Im Anschluss wurde gemessen, wie lange die Anwender:innen brauchten, um eine Entscheidung zu treffen, wie oft sie die Richtige trafen und wie erschöpfend ihnen die Erfahrung subjektiv vorkam. Die Ergebnisse waren eindeutig. Obwohl sich alle Designer:innen bemühten Komplexität zu reduzieren, funktionierte es in den Gruppen unterschiedlich gut. Das User-Feedback war hilfreich, weil Menschen sich zumindest bis zu einem gewissen Grad bewusst sind, wenn ein Interface „zu viel“ oder zu komplex für sie ist. Das war schon mal eine wichtige Erkenntnis. Dennoch können Personen die visuelle Komplexität nicht wirklich beurteilen. Solch eine Messung wird erst durch KI-Tools wie Cømpass möglich, auf dessen Evidenz-Grundladge sich bessere Design-Entscheidungen treffen lassen.
Computer Vision durch KI-Tool Cømpass
Cømpass ermöglicht es schließlich, die visuelle Komplexität von Interfaces zu messen und gibt den Designer:innen die nötigen Daten an die Hand, um das bestmögliche Interface zu gestalten. So können die Benutzer:innen ihre kognitiven Ressourcen für das Lösen von Problemen nutzen und müssen sie nicht für die Bedienung einer anspruchsvollen Oberfläche verschwenden. Die Künstliche Intelligenz, die dahintersteht, benutzt Computer Vision, um dutzende von Faktoren zu messen, die ein Interface komplex machen und die Leistung der User:innen behindern. Dafür identifiziert Cømpass einzelne Komponenten der Benutzeroberfläche und analysiert sie, um zu verstehen, was sie bedeuten und wie schwierig sie von Menschen zu verarbeiten sind. Zudem wird auch die visuelle Hierarchie im Layout ausgewertet, indem Gruppen von Komponenten identifiziert werden. Mit Hilfe von Computer Vision können so Details und Beziehungen ausgewertet werden, die weit über die Grenzen der menschlichen Wahrnehmung hinausgehen.
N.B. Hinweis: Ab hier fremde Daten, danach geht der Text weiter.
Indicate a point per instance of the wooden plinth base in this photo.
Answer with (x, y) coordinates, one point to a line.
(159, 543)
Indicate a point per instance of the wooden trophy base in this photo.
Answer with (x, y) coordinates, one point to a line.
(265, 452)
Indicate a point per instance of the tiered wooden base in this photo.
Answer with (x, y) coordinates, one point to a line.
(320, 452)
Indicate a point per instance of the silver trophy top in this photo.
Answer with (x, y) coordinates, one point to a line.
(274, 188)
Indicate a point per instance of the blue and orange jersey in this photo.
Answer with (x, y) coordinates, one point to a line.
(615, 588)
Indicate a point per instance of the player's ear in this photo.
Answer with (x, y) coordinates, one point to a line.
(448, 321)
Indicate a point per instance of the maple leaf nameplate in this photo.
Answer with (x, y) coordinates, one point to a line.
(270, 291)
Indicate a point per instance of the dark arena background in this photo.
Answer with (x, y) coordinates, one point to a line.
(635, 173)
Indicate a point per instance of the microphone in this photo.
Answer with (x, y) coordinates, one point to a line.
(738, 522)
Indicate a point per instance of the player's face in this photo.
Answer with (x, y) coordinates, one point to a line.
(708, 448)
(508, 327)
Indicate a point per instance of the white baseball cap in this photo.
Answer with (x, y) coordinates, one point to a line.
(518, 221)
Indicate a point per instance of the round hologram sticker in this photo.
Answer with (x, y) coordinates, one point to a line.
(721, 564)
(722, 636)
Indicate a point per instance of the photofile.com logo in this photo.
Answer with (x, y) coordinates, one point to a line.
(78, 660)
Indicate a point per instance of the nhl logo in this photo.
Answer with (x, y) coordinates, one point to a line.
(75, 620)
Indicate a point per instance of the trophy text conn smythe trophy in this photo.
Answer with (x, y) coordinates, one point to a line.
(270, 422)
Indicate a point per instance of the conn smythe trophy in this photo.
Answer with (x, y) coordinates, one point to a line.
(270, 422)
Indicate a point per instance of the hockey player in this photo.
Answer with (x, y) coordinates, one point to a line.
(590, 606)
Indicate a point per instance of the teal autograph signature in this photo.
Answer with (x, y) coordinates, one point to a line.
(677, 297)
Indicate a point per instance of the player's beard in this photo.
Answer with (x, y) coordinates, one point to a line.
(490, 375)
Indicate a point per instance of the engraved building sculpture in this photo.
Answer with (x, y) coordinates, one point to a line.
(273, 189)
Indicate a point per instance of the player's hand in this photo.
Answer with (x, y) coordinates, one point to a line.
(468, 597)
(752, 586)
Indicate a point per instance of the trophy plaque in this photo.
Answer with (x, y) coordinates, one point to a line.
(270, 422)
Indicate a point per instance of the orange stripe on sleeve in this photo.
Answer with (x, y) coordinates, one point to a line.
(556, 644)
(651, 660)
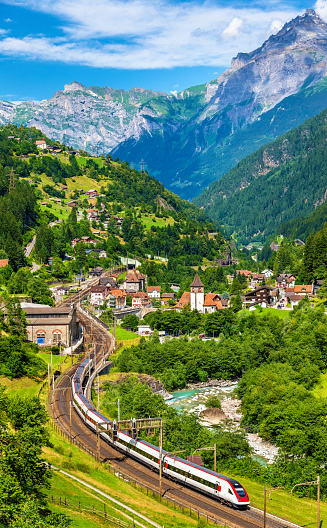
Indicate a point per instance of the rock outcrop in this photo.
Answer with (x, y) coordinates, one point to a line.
(191, 138)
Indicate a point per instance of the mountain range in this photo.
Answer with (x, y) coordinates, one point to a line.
(192, 138)
(284, 181)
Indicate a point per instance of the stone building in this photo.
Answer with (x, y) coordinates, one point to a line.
(51, 326)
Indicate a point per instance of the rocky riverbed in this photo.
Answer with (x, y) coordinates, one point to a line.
(193, 400)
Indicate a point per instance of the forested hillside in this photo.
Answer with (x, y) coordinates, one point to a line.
(64, 195)
(282, 181)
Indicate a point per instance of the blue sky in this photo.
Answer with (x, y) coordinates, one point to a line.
(158, 44)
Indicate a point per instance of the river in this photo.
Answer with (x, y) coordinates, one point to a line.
(193, 401)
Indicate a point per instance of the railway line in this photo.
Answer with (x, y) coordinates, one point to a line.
(172, 490)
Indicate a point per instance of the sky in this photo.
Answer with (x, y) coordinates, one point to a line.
(158, 44)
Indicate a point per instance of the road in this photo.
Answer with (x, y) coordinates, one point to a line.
(94, 333)
(29, 248)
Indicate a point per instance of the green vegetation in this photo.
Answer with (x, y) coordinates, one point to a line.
(260, 198)
(182, 431)
(280, 361)
(24, 476)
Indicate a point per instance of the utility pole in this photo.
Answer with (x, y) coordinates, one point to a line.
(98, 443)
(160, 471)
(70, 421)
(98, 392)
(318, 500)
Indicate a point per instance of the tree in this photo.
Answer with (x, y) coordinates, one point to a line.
(236, 303)
(131, 321)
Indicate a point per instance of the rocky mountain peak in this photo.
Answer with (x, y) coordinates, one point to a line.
(74, 86)
(303, 32)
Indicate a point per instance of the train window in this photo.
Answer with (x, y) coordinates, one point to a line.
(240, 491)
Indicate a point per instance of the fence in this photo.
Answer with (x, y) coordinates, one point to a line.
(145, 488)
(103, 514)
(94, 317)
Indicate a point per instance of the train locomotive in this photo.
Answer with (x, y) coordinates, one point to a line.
(224, 489)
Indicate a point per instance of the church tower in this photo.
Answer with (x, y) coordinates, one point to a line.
(197, 294)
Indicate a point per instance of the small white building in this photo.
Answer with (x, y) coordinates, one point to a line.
(267, 273)
(197, 294)
(41, 143)
(98, 294)
(154, 292)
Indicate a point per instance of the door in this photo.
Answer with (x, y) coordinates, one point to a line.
(217, 489)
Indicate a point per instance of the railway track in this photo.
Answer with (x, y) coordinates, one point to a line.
(171, 490)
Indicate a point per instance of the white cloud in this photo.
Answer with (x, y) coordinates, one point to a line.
(321, 9)
(145, 34)
(233, 29)
(276, 25)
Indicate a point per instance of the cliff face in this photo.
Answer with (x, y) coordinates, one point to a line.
(192, 138)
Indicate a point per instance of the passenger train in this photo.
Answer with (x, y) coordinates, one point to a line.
(225, 489)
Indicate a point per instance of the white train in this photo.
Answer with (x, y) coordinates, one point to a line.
(225, 489)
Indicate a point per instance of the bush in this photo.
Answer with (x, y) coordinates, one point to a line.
(213, 402)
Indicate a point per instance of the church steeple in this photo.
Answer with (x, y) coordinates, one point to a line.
(197, 294)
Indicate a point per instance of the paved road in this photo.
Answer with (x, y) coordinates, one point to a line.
(29, 248)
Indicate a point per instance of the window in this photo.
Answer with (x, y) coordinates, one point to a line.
(40, 338)
(57, 337)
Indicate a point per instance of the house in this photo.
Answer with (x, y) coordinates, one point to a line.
(166, 297)
(246, 273)
(305, 289)
(51, 326)
(183, 301)
(267, 273)
(285, 280)
(212, 303)
(174, 287)
(154, 292)
(92, 192)
(41, 143)
(98, 294)
(293, 298)
(261, 296)
(134, 281)
(96, 272)
(144, 330)
(316, 286)
(274, 246)
(141, 300)
(117, 299)
(256, 279)
(63, 290)
(198, 300)
(108, 281)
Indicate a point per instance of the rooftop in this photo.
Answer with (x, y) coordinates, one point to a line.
(197, 283)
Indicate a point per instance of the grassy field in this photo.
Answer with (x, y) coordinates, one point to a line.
(60, 211)
(124, 335)
(297, 510)
(272, 311)
(23, 386)
(151, 220)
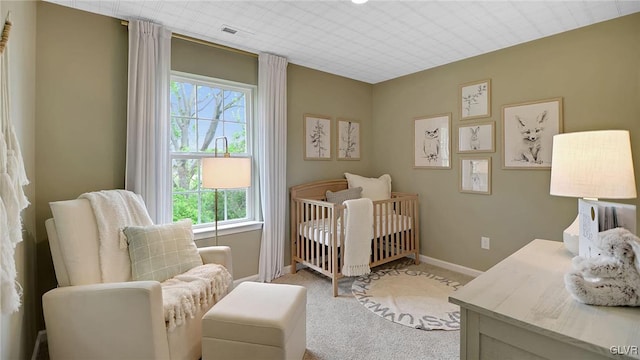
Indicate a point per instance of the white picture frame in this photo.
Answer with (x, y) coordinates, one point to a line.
(432, 141)
(348, 141)
(477, 138)
(317, 137)
(528, 130)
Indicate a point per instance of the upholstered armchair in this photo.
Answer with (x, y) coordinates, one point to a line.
(87, 318)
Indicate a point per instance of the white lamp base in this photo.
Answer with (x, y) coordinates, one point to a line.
(571, 235)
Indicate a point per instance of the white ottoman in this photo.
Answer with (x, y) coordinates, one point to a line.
(257, 321)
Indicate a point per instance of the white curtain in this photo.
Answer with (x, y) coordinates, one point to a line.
(12, 198)
(272, 159)
(147, 168)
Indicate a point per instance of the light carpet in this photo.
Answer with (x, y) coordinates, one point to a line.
(340, 328)
(409, 297)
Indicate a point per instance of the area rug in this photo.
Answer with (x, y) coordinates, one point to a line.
(409, 297)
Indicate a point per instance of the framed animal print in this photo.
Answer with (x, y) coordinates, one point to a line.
(317, 137)
(475, 175)
(528, 130)
(475, 100)
(348, 141)
(476, 138)
(432, 142)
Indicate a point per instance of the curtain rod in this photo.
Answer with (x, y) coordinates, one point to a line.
(203, 42)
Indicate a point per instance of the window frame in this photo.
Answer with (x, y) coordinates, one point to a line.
(251, 221)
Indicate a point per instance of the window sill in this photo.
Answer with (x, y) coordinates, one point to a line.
(210, 232)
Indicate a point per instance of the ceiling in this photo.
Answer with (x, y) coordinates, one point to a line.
(372, 42)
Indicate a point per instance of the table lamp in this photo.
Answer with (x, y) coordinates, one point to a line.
(225, 172)
(591, 165)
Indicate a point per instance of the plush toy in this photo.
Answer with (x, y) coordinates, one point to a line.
(612, 278)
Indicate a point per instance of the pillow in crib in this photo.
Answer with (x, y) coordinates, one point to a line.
(340, 196)
(372, 188)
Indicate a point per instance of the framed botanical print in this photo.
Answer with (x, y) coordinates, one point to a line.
(475, 100)
(348, 141)
(528, 130)
(317, 137)
(475, 175)
(432, 142)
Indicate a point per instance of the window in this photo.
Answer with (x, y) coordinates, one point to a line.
(203, 109)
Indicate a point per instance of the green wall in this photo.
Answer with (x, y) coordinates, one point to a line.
(595, 69)
(18, 330)
(80, 127)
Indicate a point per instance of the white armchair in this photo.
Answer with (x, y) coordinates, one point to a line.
(88, 319)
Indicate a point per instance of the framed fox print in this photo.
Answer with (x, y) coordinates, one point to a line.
(432, 142)
(528, 130)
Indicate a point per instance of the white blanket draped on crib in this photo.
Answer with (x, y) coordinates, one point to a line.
(358, 236)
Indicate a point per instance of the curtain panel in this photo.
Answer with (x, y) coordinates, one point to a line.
(147, 159)
(272, 158)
Der Unterschied zu anderen Design-Tools liegt auf der Hand. Oftmals simulieren und messen Alternativprogramme nur, wo die Benutzer:innen auf den Bildschirm schauen. Diese Daten sind zwar auch informativ, aber nur begrenzt für Designentscheidungen nutzbar. Genauso verhält es sich mit Nutzer-Feedback. Viele Probleme sind uns Menschen selbst nicht bewusst beziehungsweise können wir unser Nutzerverhalten nur bedingt und meist unkonkret reflektieren. Cømpass wiederum zeigt die Komplexität und die Schwierigkeit, ein Interface zu verarbeiten und zu verstehen. Somit stellt das KI-Tool eine direkte Verbindung zwischen einem Design und der erwarteten Leistung der Nutzer:innen her. Hinzu kommt, dass solch ein Programm unglaublich schnell agiert und innerhalb von Sekunden verschiedene Optionen vergleicht und die gewünschten Ergebnisse bereitstellt. Das Experiment zeigt uns, wie viel mehr KI leisten kann und in welcher Form sie uns bei der Gestaltung und Entwicklung von Programmen unterstützen kann. Last but not least, übernimmt KI hierbei keinen Job von uns, sondern erweitert unsere Fähigkeiten.